Forget wireless or portable phone chargers, a pair of engineering students from Duke University have created a device that could charge a phone’s battery using Wi-Fi.
Metamaterials are engineering structures and capable of harvesting various forms of wave energy. The Metamaterial arrays work in the same way to control how waves move around the structure, making it possible to capture and harvest them, and their energy. By arranging certain materials in a particular shape and pattern, the properties of those materials can combine to become approximately a ‘super’ material.
Using the aforementioned method, with the help of professor of electrical and computer engineering, Steven Cummer, two engineering students named Allen Hawkes and Alexander Katko from Duke University‘s Pratt School of Engineering have created a device that captures wave signals. They used five fiber-glass and copper energy conductors wired together on a circuit board to create a metamaterial array. The energy from these waves are then converted to an electric current. Be noted, the amount of voltage the device creates is higher than in USB chargers.

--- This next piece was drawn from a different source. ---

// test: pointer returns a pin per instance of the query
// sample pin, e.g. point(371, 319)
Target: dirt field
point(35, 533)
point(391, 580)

Hawkes and Katko has designed this device to harvest the energy from microwaves. They claim that their five-cell metamaterial can convert the waves into 7.3 volts with an efficiency of 36.8 per cent. By comparison, USB chargers for phones and other small devices provide around 5 volts.
Now, the students are saying that a similar device like this could one day be fitted to phones and other small electronic devices and be used to charge phones using Wi-Fi signals.
Katko said, “It’s possible to use this design for a lot of different frequencies and types of energy, including vibration and sound energy harvesting.” He also said that a metamaterial coating could also be applied to the ceiling of a room and used to redirect lost or dropped Wi-Fi signals.